Послышались голоса. Конское ржание эхом поскакало под кронами. Запахло варевом. Дети на четвереньках покрались среди высокого папоротника и терновника вокруг отвесной ложбины. На дне ложбины под откосом ходили солдаты, из яслей ели расседланные кони и развьюченные мулы. Горловину ложбины перегородили два поваленных дуба, оставляя проезд для двух всадников. В двух десятках локтей дети заметили дозорного в медном шлеме и с прямоугольным щитом. На поясе у него висел гладиус, короткий римский меч. «Для ближнего боя!» – шепнул Петр. По периметру откоса маячили еще двое дозорных.
– Римляне! – едва пошевелил губами Иааков. Петр отрицательно кивнул:
– Нет! Видишь, внизу солдат рубит кусты. Прислонил к дереву здоровенный серп. Это махейра. Отец говорит, такие мечи римляне не носят. И гляди, у ближнего часового на запястье двойная секира висит. Лаброс называется. Это точно не римская.
– Тихо! Услышит! – прошептала девочка. Солдат, смуглый и страшный, в панцире походил на гигантскую черепаху, вставшую на дыбы. Он покосился на шуршание в кустах, зевнул и отвернулся. Через мгновение дети, ломая кусты, улепетывали.

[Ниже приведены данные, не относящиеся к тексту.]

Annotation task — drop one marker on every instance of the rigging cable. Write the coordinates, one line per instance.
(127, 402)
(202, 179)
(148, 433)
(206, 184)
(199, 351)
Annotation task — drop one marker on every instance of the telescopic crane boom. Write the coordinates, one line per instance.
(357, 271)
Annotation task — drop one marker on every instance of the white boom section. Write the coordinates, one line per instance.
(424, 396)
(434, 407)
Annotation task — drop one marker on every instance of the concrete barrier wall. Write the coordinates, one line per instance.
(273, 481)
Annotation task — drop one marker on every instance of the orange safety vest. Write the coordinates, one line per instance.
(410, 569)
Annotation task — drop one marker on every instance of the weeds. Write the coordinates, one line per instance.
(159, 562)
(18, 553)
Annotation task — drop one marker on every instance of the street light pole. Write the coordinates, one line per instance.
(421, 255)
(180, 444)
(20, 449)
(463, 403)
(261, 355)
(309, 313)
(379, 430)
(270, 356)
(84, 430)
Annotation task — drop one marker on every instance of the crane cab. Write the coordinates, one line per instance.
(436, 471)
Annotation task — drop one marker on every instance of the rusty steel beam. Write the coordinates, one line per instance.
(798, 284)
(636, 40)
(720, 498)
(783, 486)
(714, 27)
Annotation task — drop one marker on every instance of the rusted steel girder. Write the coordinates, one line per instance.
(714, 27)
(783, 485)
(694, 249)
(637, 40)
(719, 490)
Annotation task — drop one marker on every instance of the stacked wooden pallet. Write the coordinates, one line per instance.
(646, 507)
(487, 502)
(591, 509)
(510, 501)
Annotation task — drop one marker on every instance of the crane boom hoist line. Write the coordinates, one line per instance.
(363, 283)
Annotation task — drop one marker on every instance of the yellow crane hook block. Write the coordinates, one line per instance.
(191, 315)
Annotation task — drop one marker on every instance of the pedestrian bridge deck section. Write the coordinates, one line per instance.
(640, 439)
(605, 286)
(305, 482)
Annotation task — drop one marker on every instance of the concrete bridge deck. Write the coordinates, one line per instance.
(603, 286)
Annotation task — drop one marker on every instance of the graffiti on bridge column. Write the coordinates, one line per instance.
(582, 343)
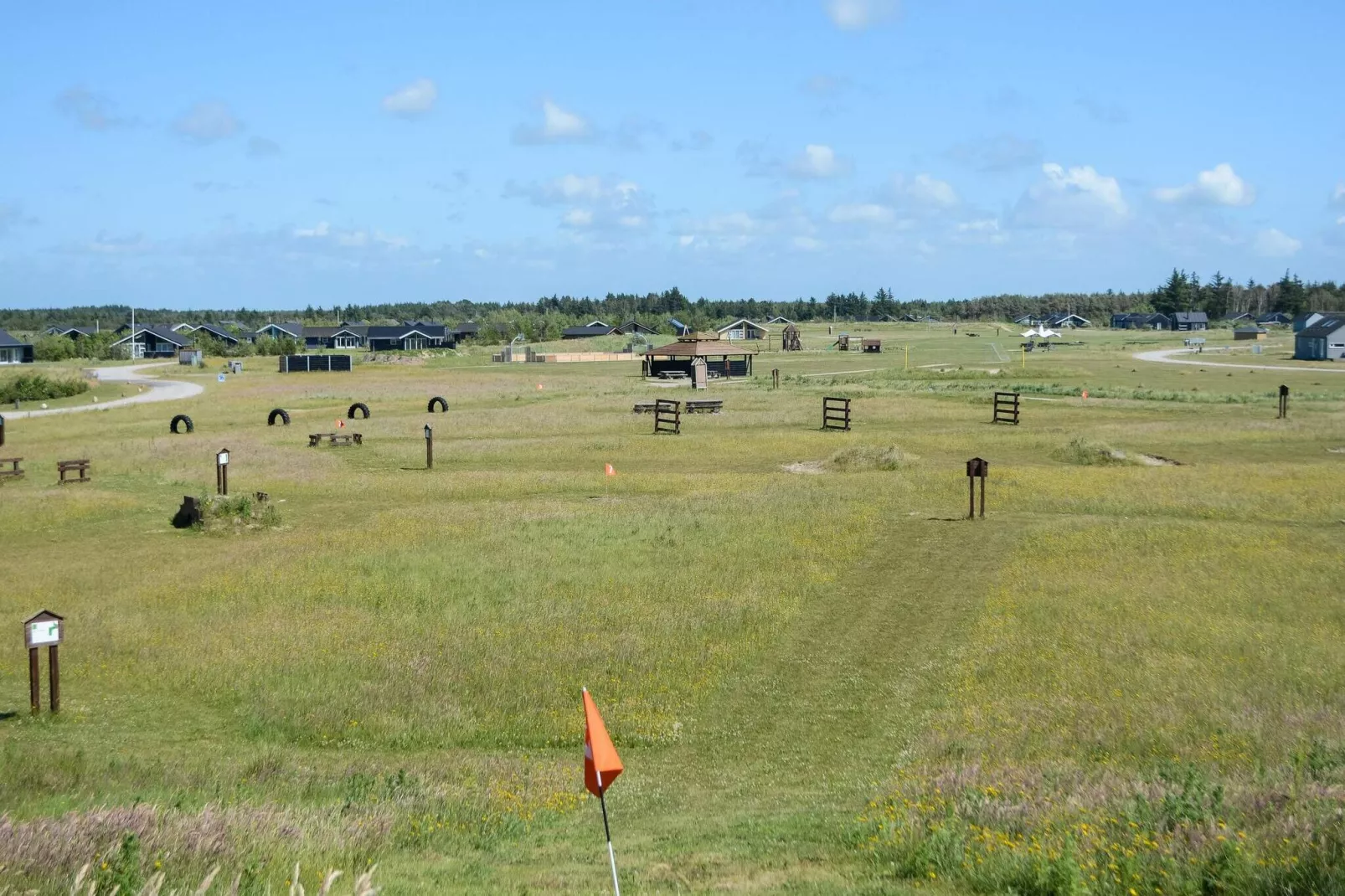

На тропинке они переводили дух и значительно переглядывались.
– Сегодня в деревне казнили смутьяна! – глотая слова, проговорил Петр. Он отер ладонью потное лицо. – Приколотили к кресту. Приказ четверовластника. Остальных на суд. Хотите, покажу!
Мирьям побледнела. Иааков потянул за локоть нового приятеля. Йехошуа и Мирьям переглянулись: остаться было страшнее, чем идти. И они отправились за мальчишками.
– Это Петр велел вас позвать, – сказала Мирьям. – Солдаты сегодня пойдут в город.
У края неба кривой саблей блестела река. Иааков и Петр уже скрылись за холмом.
– Я дальше не пойду! – сказала Мирьям.
– Тогда жди. Я вернусь.
Сухая трава колола стопы Йехошуа. В седловине холма что-то темнело. Иголки ужаса вонзились мальчику от пят до макушки. Все вокруг посерело, словно под пеплом.
Из-за покатого склона свежетесанный крест с потеками смолы и грубыми заусенцами от топора будто кренился и все не падал. На кресте обмяк обнаженный человек. Его запястья, прибитые к перекладине, черным налетом облепили мухи. Кровь на ранах запеклась и забурела. Чтобы сухожилья на запястьях не лопнули от тяжести тела, локти прихватили к перекладине бичевой. Кожа вулдырилась от солнечных ожогов на плечах и груди. Грязные космы закрывали лицо. Откуда-то доносился тоскливый вой.
– Когда его схватили, – услышал мальчик над ухом шепот, – он ранил двоих солдат кинжалом. Только десять человек повалили его на землю!
– Римляне! – сказал Иааков. – Прячься, а то прогонят.
Йехошуа присел за куст чертополоха.
Крест врыли у дороги. Милостью палачей смертник видел дол и волю.
У креста под тентом из полосатых солдатских плащей на копьях и дротиках маялись два служивых. Сидя на земле, они поочередно приложились к глиняной фляге. Подле них белели накидками три женщины и трое мужчин в головных платках. Одна плакальщица о чем-то просила сердитого солдата и показывала рукой на солнце.